Macaronic \Mac`a*ron"ic\, n.

  1. A heap of things confusedly mixed together; a jumble.

  2. A kind of burlesque composition, in which the vernacular words of one or more modern languages are intermixed with genuine Latin words, and with hybrid formed by adding Latin terminations to other roots.

Macaronic

Macaronian \Mac`a*ro"ni*an\, Macaronic \Mac`a*ron"ic\, a. [Cf. It. maccheronico, F. macaronique.]

  1. Pertaining to, or like, macaroni (originally a dish of mixed food); hence, mixed; confused; jumbled.

  2. Of or pertaining to the burlesque composition called macaronic; as, macaronic poetry.

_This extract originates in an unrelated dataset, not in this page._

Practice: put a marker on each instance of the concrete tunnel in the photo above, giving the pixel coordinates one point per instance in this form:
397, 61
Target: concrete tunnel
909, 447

Douglas Harper's Etymology Dictionary
macaronic

1610s, in reference to a form of verse consisting of vernacular words in a Latin context with Latin endings; applied loosely to verse in which two or more languages are jumbled together; from Modern Latin macaronicus (coined 1517 by Teofilo Folengo), from dialectal Italian maccarone (see macaroni), in reference to the mixture of words in the verse: "quoddam pulmentum farina, caseo, botiro compaginatum, grossum, rude, et rusticanum" [Folengo].

Wiktionary
macaronic

a. 1 (context archaic English) jumbled, mixed 2 (context literature English) Written in a hodgepodge mixture of two or more languages. n. 1 (context literature English) A work of macaronic character. 2 (context morphology English) A word consist of a mix of words of two or more languages, one of which is Latin, or a non-Latin stem with a Latin ending.

WordNet
macaronic

adj. of or containing a mixture of Latin words and vernacular words jumbled together; "macaronic verse"

Usage examples of "macaronic".

He told me that I had arrived just in time to go to a picnic got up by the Macaronic academicians for the next day, after a sitting of the academy in which every member was to recite something of his composition.